The High Game of Classicism

by Craig Hamilton, appearing in Volume 40

Thomas Gordon Smith was interred in one of the mausolea he designed in Cedar Grove Cemetery at the University of Notre Dame. Credit: Matt Cashore

I recall very well a freezing cold day in 2014, with snow thick on the ground, viewing with Thomas Gordon Smith his newly built courtyard of cinerariums in the cemetery at Notre Dame. The references to Michelangelo’s work in the early sixteenth century at San Lorenzo in Florence were obvious and it cheered me enormously to see this influence extending to another corner of the world.

It also confirmed that Thomas and I shared an interest not only in Michelangelo’s architecture, but also the broader idea of what Lutyens called the “high game” of classicism: the manipulation of the orders to create something at once familiar and fresh—a surprisingly difficult thing to achieve in general, let alone in the design of sacred architecture.

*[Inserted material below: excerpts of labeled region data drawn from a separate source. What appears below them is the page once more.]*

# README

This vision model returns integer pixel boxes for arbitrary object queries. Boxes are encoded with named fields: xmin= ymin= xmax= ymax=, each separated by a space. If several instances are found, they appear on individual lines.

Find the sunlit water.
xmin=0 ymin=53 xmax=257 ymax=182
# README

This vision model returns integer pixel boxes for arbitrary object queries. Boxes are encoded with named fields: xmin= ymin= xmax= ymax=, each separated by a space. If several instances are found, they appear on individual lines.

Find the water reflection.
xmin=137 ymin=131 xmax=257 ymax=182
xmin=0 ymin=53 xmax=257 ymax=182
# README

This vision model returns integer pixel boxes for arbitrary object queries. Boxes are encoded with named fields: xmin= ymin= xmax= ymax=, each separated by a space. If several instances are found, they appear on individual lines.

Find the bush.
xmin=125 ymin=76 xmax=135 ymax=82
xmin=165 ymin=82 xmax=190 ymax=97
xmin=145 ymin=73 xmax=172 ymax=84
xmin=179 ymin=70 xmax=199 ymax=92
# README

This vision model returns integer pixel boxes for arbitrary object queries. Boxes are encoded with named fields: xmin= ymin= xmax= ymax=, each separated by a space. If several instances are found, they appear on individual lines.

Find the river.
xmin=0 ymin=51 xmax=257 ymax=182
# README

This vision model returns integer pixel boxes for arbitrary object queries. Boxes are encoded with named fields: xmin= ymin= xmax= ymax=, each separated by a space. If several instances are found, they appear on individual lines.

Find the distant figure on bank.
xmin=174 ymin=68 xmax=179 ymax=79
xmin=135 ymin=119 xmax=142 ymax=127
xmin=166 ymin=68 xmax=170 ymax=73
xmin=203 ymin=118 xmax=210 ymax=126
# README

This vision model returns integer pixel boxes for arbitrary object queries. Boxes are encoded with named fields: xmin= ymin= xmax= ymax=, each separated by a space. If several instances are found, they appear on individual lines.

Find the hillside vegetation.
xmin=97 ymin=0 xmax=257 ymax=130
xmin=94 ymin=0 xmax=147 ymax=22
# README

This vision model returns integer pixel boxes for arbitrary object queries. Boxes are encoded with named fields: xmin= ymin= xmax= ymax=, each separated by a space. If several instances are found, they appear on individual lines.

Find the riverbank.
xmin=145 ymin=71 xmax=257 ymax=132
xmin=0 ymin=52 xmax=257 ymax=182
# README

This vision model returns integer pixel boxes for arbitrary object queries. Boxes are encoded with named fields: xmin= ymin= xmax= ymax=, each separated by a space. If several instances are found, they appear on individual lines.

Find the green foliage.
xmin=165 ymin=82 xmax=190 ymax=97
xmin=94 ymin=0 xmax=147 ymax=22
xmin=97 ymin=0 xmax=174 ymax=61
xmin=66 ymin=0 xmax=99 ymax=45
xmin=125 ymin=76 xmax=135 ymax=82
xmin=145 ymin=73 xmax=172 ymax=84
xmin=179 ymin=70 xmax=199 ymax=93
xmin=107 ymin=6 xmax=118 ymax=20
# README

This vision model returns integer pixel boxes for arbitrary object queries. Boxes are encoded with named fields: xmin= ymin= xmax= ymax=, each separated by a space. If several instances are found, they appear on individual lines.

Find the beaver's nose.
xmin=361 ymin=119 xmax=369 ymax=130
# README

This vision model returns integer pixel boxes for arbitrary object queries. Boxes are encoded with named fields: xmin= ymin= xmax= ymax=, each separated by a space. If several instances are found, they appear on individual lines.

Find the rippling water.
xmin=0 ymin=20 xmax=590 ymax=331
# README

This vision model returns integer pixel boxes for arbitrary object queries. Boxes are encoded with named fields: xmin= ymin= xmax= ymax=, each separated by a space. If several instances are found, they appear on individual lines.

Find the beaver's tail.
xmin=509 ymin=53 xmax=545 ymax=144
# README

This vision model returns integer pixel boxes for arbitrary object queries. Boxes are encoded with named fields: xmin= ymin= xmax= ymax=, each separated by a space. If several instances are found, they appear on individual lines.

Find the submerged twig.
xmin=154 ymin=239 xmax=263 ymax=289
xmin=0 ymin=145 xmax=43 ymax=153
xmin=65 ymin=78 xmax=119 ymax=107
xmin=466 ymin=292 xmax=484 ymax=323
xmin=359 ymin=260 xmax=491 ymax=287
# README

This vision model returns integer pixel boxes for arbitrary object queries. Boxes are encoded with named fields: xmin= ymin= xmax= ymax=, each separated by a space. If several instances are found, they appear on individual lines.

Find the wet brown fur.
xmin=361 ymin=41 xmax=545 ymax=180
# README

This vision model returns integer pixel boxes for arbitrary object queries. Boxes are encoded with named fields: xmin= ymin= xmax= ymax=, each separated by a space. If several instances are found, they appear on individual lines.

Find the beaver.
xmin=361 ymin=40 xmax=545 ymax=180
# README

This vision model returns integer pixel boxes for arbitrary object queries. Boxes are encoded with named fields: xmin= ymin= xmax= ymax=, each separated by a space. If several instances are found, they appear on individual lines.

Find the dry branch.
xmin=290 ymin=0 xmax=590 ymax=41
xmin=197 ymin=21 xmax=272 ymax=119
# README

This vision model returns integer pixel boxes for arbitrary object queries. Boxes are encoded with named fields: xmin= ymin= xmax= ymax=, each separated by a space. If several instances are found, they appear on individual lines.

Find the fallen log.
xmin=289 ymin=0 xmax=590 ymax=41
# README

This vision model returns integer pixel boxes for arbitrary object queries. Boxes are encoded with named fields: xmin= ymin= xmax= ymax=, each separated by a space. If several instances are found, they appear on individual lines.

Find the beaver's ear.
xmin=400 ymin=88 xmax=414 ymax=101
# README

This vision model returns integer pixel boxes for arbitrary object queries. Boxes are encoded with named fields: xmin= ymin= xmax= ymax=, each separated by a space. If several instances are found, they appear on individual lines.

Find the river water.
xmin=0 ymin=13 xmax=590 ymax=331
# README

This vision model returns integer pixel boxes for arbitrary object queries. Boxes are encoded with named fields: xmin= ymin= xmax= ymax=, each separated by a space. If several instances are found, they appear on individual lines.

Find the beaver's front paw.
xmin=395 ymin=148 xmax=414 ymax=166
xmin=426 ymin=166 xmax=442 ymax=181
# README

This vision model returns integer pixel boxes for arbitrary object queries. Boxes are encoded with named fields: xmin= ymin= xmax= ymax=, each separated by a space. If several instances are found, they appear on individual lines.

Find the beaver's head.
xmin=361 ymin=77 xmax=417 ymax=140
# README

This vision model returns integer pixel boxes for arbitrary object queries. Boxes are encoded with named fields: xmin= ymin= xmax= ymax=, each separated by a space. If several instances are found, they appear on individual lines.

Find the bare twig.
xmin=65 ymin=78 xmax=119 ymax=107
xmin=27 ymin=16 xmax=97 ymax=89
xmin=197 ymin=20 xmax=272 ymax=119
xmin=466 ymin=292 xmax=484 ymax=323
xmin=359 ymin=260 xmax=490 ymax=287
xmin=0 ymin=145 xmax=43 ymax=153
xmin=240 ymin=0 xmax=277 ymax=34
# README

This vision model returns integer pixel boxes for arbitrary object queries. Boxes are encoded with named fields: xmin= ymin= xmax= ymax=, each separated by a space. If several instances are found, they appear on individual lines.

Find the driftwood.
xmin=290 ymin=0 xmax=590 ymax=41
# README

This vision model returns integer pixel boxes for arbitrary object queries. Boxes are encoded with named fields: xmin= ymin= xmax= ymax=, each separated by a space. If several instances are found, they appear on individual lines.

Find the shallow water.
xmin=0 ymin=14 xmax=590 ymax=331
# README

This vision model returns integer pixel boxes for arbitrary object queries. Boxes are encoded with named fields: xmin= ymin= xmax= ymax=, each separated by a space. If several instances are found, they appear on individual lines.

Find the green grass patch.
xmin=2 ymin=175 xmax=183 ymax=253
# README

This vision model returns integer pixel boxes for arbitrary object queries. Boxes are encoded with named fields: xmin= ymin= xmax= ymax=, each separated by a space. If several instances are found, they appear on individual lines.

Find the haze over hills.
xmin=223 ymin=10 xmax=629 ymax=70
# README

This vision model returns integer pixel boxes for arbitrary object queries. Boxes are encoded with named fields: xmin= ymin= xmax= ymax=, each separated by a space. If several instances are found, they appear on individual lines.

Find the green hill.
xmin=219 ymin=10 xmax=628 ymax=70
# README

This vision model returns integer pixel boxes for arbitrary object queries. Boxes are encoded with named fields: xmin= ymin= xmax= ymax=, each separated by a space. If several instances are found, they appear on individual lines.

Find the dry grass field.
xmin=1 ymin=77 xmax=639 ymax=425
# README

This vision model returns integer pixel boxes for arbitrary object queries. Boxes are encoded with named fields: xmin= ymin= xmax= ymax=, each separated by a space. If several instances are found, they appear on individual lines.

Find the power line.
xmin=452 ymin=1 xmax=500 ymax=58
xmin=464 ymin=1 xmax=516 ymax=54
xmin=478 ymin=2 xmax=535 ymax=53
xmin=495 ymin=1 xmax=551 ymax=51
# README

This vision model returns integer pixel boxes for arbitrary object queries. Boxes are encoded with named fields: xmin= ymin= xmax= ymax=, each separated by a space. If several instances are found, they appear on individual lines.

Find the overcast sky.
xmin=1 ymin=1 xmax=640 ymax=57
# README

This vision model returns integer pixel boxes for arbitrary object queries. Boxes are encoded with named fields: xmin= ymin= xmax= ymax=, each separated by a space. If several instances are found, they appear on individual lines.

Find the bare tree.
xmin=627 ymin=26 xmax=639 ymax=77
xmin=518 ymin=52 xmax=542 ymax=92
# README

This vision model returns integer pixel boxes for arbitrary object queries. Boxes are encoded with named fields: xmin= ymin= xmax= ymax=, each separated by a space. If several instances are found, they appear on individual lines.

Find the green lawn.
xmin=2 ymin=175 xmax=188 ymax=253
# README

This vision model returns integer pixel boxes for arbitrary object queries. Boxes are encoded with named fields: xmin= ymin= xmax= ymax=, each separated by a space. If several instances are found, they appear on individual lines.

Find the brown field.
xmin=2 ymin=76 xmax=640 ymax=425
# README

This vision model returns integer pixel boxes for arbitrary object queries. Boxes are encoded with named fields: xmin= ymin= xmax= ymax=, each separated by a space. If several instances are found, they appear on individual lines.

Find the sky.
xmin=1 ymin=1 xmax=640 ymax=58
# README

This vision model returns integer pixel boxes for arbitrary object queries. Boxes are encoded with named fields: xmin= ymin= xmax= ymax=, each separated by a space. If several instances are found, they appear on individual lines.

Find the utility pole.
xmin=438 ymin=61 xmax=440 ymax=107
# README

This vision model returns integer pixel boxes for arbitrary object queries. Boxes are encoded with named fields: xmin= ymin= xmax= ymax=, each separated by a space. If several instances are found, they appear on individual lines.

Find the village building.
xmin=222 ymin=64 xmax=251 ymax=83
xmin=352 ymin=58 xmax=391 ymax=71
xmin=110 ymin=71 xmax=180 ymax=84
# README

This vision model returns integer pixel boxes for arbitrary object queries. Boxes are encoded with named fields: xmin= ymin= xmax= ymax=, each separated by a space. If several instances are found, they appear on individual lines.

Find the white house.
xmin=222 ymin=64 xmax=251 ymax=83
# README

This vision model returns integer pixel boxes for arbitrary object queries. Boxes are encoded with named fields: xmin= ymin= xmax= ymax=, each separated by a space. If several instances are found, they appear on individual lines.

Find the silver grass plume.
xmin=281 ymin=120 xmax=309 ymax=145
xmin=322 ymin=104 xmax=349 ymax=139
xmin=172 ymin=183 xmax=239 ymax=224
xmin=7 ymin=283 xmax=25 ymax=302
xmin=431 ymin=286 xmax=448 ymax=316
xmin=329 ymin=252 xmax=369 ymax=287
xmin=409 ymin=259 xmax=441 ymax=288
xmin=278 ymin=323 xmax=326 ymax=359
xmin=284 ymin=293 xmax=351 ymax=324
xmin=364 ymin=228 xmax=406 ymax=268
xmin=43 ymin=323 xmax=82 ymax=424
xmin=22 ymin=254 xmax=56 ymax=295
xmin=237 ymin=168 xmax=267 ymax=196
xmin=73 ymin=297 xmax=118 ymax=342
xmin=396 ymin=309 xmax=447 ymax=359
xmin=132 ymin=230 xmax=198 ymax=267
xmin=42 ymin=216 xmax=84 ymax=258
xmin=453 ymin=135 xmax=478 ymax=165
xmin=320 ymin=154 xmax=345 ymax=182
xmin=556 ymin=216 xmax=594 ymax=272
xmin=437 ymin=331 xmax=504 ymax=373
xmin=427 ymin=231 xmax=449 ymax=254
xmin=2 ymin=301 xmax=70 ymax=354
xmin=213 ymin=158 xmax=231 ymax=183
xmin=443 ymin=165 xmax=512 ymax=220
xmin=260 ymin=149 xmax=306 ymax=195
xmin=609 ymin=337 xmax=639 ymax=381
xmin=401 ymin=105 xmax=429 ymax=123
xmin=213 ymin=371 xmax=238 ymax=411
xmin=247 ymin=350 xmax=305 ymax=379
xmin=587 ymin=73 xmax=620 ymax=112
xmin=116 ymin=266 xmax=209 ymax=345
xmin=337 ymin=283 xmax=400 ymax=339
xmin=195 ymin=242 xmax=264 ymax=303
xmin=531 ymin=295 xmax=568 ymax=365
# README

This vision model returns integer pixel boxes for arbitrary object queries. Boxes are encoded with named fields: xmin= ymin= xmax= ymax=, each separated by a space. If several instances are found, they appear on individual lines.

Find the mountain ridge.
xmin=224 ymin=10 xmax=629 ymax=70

This brief article, a tribute to Thomas Gordon Smith, is written by a practitioner, not a scholar or intellect, from experience garnered by looking at the work of great architects and by endless hours spent on the drawing board.

Liberated Forms

Michelangelo’s work in the New Sacristy in San Lorenzo in Florence is an appropriate place to start. In this room the “rules” of Renaissance architecture, as interpreted from the remains of antiquity, were subtly liberated, with a re-invention of the canonical forms.

Close study of the mouldings employed in this room, for example, quickly establishes that there is a high degree of improvisation brought to play. Not only are the mouldings mischievous, but the well-known architectural elements such as columns, consoles, and entablatures are all treated with a free abandon that is a re-imagination of the tradition hitherto accepted as the classical canon.

Michelangelo was not the first to improvise in this way. Iktinus took similar liberties with the Greek canon of classical architecture in his sacred temple high in the Arcadian mountains at Bassae. This re-imagining of traditional architecture occurs every so often through the centuries in the history of sacred architecture. We find it in the sacred work of Borromini, Hawksmoor, Bentley, Lutyens, Plečnik and even Comper, to name only a few.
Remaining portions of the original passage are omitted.